Monday, May 3, 2010

Noble Barns...

no, not the book store......

What turned out to be a very busy weekend (Friday is included in a retirement “weekend”) started with MFO attending the (2nd) Southern Maryland Tobacco Barn Summit. The first was over 4 years ago, so this was sort of a fresh start. It was held in King’s Landing Park up near Huntingtown in Calvert County with a purpose to discuss preservation of the dwindling number of tobacco barns in Southern Maryland. Anybody who has driven around the county has seen them sitting in various stages of disrepair although some still remain in (some non-tobacco) use and in better shape.

The summit brought together several preservation oriented organizations such as Preservation Maryland, the Maryland Historical Trust, the Tobacco Barn Coalition, agricultural people, and what turned out to be a fair amount of barn owners. MFO was attending in her capacity of serving on the St. Mary’s County Historic Preservation Commission, and was attending out of general interest as were several others. I didn’t count noses, but I suspect there were over 50 or 60 people there.

After opening remarks, a presentation was made by an architectural historian entitled “Architectural History of Southern Maryland Tobacco Barns”. It was filled with pictures and drawings and stuff, pretty interesting. They have sort of categorized the barns into 4 air curing styles and one “flue curing”. The air curing ones are mostly along chronological lines, the earliest (17th and 18th century) being “earthfast” which also had a feature called a “false plate roof” which I didn’t exactly understand, followed by a “log tobacco house”, then 19th century, and into the 20th when they started featuring “drive throughs” with the advent of motorized farm equipment. The unique “flue” cured barns were relatively rare, and depended on an internal heat source to dry the tobacco. There were only 5 (known) of these houses (the correct term apparently) in Maryland. Very informative presentation and I’m trying to see if I can get a copy.

The next presentation was by a representative from the “coalition” and she spoke about the efforts and results of preservation to date. Not a whole lot, but they have managed to get 5 barns on the National Register of Historic Places, a good start. Here's a sample for a little more reading

After that we broke up into little groups to brainstorm things like “adaptive reuse”; “barn preservation tools” and so forth. Some good ideas came out of that, like increasing awareness by having a “barn tour”, or maybe somehow starting a “tobacco museum” that tells the story of the tobacco culture. Of course many of our local museums talk about the tobacco history of Maryland, but only in an incidental way.

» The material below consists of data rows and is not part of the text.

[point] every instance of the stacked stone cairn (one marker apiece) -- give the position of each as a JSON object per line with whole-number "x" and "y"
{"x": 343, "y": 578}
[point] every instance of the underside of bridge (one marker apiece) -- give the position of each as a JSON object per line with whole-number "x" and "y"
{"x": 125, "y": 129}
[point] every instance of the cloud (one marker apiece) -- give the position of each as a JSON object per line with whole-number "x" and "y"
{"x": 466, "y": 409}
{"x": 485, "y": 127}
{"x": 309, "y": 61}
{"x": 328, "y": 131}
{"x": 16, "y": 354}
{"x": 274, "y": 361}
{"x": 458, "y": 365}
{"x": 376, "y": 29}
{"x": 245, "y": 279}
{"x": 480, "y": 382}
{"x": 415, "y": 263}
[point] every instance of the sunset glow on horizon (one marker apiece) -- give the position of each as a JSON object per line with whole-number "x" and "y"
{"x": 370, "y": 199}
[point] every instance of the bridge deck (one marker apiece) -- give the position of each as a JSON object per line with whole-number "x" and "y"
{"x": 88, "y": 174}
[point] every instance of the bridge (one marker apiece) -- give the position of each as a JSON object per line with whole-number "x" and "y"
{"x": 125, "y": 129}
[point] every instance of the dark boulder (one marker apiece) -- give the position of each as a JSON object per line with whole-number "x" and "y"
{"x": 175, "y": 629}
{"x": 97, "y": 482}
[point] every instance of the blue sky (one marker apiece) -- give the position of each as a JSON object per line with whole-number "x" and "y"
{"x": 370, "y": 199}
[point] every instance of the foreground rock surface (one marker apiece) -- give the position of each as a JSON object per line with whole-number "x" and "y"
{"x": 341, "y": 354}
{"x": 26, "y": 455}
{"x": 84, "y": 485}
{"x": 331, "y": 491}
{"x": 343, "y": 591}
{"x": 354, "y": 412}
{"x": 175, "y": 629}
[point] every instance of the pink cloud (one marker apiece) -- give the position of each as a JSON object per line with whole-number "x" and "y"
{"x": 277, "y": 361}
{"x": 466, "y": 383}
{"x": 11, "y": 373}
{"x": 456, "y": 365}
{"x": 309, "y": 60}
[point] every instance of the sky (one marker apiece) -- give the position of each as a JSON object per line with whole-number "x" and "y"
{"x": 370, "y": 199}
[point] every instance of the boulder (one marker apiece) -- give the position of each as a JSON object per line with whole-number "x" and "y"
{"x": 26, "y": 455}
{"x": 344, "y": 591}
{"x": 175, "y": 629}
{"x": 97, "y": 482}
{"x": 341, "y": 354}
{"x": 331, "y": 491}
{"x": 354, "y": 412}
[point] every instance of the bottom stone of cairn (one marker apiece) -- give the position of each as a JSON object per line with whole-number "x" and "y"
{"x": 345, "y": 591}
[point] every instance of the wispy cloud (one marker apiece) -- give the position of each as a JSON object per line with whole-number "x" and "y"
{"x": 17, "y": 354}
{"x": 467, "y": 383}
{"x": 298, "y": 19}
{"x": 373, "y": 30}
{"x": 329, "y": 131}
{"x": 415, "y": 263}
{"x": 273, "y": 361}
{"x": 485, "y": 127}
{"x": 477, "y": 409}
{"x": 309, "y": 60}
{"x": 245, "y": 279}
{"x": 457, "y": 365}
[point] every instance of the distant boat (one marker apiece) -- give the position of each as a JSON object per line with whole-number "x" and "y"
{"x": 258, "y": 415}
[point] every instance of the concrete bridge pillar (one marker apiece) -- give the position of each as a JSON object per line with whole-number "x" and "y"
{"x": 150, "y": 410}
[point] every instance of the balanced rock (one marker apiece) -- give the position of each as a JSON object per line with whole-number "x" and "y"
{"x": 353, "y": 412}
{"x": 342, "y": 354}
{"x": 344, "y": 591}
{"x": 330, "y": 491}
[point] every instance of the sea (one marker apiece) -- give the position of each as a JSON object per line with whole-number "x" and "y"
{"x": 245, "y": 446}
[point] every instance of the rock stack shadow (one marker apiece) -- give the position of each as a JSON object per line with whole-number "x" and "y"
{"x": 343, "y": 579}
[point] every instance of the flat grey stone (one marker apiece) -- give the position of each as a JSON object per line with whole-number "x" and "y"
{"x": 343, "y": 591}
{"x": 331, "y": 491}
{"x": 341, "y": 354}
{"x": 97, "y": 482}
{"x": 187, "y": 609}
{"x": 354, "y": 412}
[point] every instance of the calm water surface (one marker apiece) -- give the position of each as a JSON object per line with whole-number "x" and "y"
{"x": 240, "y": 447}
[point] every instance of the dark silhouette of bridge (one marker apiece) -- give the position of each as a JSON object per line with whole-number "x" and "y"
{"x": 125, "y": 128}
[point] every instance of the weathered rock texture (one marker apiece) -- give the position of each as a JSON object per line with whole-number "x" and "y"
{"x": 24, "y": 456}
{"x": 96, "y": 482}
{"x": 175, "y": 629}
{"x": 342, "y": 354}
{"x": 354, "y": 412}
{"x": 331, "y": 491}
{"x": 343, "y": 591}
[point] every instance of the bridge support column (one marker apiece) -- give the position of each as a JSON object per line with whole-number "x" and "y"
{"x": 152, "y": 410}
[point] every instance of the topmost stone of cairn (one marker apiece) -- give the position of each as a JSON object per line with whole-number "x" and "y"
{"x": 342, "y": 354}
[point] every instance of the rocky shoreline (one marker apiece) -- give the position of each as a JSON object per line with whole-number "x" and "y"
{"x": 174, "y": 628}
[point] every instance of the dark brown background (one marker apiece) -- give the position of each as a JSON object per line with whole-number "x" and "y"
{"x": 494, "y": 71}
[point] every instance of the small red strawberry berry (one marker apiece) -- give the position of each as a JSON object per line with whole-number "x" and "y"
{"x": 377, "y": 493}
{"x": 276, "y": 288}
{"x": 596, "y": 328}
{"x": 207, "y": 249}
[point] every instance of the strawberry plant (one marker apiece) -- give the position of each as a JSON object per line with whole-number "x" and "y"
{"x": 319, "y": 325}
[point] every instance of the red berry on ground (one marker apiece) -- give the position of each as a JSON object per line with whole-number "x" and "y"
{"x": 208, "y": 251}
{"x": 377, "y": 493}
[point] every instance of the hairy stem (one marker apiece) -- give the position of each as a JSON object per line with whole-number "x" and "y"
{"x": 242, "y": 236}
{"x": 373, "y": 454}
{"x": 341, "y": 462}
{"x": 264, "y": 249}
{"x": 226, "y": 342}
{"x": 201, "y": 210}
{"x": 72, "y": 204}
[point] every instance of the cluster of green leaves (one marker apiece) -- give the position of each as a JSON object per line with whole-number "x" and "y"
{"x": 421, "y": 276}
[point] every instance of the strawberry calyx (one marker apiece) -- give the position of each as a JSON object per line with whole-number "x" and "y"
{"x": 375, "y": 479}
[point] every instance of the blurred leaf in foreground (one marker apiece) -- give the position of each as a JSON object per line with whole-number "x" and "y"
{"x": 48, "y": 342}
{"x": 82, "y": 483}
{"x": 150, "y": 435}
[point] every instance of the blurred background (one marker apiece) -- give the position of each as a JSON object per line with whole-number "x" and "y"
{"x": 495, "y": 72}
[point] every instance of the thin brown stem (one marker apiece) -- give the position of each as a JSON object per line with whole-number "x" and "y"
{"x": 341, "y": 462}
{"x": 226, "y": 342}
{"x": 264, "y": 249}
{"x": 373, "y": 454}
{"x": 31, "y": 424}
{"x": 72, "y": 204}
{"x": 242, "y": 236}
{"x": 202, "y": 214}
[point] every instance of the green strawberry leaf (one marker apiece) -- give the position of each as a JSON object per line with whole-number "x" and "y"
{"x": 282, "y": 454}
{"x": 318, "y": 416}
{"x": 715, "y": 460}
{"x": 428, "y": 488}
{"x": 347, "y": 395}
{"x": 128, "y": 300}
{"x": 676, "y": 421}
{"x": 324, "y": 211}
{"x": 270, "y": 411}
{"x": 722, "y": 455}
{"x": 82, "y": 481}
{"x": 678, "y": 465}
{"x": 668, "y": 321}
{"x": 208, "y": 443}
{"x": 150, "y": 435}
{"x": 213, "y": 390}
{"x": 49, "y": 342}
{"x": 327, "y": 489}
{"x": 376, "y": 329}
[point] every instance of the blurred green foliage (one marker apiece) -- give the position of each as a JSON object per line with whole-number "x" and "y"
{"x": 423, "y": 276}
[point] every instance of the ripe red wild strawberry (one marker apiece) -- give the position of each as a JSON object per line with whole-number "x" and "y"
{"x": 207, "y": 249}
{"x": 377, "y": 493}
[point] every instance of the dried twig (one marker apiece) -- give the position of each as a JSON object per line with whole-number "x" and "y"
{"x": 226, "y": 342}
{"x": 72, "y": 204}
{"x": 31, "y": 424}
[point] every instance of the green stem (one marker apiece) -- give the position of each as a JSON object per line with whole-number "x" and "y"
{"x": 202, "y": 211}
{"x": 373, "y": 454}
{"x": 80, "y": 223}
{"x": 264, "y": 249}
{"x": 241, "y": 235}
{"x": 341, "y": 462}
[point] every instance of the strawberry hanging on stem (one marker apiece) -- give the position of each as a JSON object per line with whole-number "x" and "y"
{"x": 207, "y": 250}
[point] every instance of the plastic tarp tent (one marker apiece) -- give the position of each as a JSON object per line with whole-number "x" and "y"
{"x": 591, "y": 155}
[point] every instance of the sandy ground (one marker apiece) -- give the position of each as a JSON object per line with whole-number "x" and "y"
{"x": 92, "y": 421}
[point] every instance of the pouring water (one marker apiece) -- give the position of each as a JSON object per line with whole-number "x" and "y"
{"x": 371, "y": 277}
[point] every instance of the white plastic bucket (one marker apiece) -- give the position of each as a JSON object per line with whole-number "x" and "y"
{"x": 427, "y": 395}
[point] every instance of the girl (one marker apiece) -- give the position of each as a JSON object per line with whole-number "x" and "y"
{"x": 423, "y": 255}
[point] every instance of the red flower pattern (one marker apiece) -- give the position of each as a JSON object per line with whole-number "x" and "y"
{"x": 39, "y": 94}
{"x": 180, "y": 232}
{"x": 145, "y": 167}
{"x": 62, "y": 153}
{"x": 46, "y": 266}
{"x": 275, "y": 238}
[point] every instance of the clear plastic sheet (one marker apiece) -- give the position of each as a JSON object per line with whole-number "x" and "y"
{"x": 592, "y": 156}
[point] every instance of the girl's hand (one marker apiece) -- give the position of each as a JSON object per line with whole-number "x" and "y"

Another person wondered if the current sort of “anti tobacco” climate in some ways tarnishes the image of the barns, hence less interest in preserving them. A “barn owner” wanted to know how she could find resources to help her in “re-constructing” her barn as there doesn’t seem to be anybody around (in her opinion) that knows the older construction techniques. Of course all of this costs money, time and effort and we all know how tough all of those are these days.

But, it was a very informative session, and everybody agreed that another should follow “soon”. We’ll see.

But wait, there’s more!

That evening we continued our historical bent as we trundled down to Historic St. Mary’s City for an event that featured a little talk by Bill Kelso, a much respected and renown archeologist associated with Jamestown in Virginia. He was pretty much responsible for locating the original fort which was popularly believed to have been under water. His topic was what they found in several wells there, apparently used for trash and also sometimes to hide things. Neat stuff with lots of pictures and little video clips. Of particular interest was a little shot of somebody pulling a whole pike (not the fish) out of the muck. Interesting times gone by.

Somehow the older one gets, the more interest there is in this kind of stuff. Too bad there’s nothing to do around here.

Oh, and the next day there was a fund raiser for the Hospice House at Sotterley that revolved around the Kentucky Derby, where I had a chance to try “Henry Bain” sauce. The history of which is left as an exercise for the reader…

Maybe tomorrow some interesting restaurant stuff… (this is technically called a teaser).